Last weekend we moved into what will hopefully become ours, ours to paint, ours to knock down walls if we want to. A home to make into our haven, a home to make into a place where those around us feel welcomed, loved, and accepted. There are still hurdles to jump to get to the ownership, but hurdles are nothing to God. God looks at a hurdle and says watch my glory, watch my power, watch for a miracle. So, with excitement, we wait, we watch for God’s glory and power, we watch for him to do miracles as only He can do.
We still have cleaning to do in the other house, but hopefully we’ll get that accomplished and finished this week. The last few weeks have left me humbled as I watch God’s body, God’s people surround us in love with prayers, encouragement, and muscle strength as they helped us move from one house to the other. One of the things I am learning about myself is that I have always had a large wall build up around me, this wall was called self-reliance and another wall was called self-strength. These walls kept me safe and it kept me from being embarrassed by my life, my circumstances, and the things in life I was ashamed of and didn’t want anyone to see. Even something as moving a whole house embarrassed me because I couldn’t do it on my own. My thought process was be strong, never show others your weak, never let others know you are about to fall apart and feel like another day isn’t worth getting up for. The Ultimate Journey is teaching me and giving me courage to not have to be strong anymore. It is giving me courage to say I’m weak, it’s giving me courage to admit I don’t have it all together, it’s giving me courage to have it be more than ok and completely acceptable to have needs and to sobb my eyes out when those needs aren’t met. It’s going to happen, I’m human, others are human. God in his love for me will bend down to me and hold me, he will lift me up as no human ever could. When he has come and filled the holes inside me, he will send physical help in the form of family and friends. But, he wants to be the daddy that heals me and holds me first, he wants to be the one I run to first, before any human or thing on this earth. No thing or person can fill me and heal me the way He can.
The first acceptance of weakness in this move as to actually admit to Abba that I was weak, I was exhausted and literally could not keep going. While I didn’t like it, I admitted that I was doing the best I could and everything else would have to wait and it would have to be ok. The second was to accept help from family and friends as they moved our stuff from house to house, accepting help as I sat on a chair in the new kitchen and watch as others organized and put stuff away. My brain and emotions were on fire shouting at me that I wasn’t good enough, that I should get my bottom up and keep going, all the the while my physical body was shouting at me to sit down. I even allowed myself to hear the words of love and gentle words of, “Robin sit down”, “Robin are you ok”. These words of love, of others taking care of me, were honey to my heart, honey to soul, healing to changing the mental thoughts I have each and everyday.

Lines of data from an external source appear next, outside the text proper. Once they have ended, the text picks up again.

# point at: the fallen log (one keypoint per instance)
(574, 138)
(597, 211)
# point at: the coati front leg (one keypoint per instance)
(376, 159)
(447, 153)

It’s amazing how we have a world full of hurt and lonely people walking around with similar walls to those that I have and others who have much thicker and harder walls. These walls are proof that hurt has happened, that life has been cruel, and instead of loved they have been wounded over and over. Walls are safe, but they feel so lonely, and everyone is crying out for acceptance and love. It is terrifying to break through walls, others will see me, others will know the true tenderness that lies beneath, and if they see it I can be wounded even more and I think I just can’t take anymore or I will feel as if I am physically dead. When given the safety to be free, we can learn to be free, we can learn to be safe outside of our safe circle, we can learn to find joy, we can learn to breath the fresh air of freedom of what others think.
So, I am weak and it is not my job to be strong, it is Abba’s job to be strong. It is God’s job to carry the weight of others hurts. It is my job to come along and love, it is my job to go to God to get who I am. Any other place will leave me weak and crippled. God’s throne is where strength, protection, healing, and love is found. No where else can the things that heal be found. We can try, but it will only leave more holes. I am strong when I am weak and weakness is not so scary anymore. It’s actually freeing and I am so ready to go deeper, I am so ready to lay down the heavy load I have been carrying and the heavy load has nothing to do with moving. Peace is found in the shelter of the almighty. It does not mean my mind has been warped or brain washed, it does not mean I have sold out. For me, it’s freedom and I don’t want to go back, I don’t want my old self, I want the new, healed, loved self. I want the self that can hear truth and love those around me compassionately. While I won’t be perfect at it, I will keep learning and I will keep pressing on. Healing is found in the arms of the Abba, it is in believing what God things of me is more important than what others think or feel about me. It’s finding love in the arms of a daddy who won’t ever hurt me, he won’t ever let me down. The one true daddy.
Peace is coming, healing is coming, and it brings me to tears letting it all go and not having to carry sword of protection in every relationship I face in fear I will only be hurt. God is moving in the Russell house hold and it is so much more than a physical address! To the praise and glory of God the Father we are breaking down walls!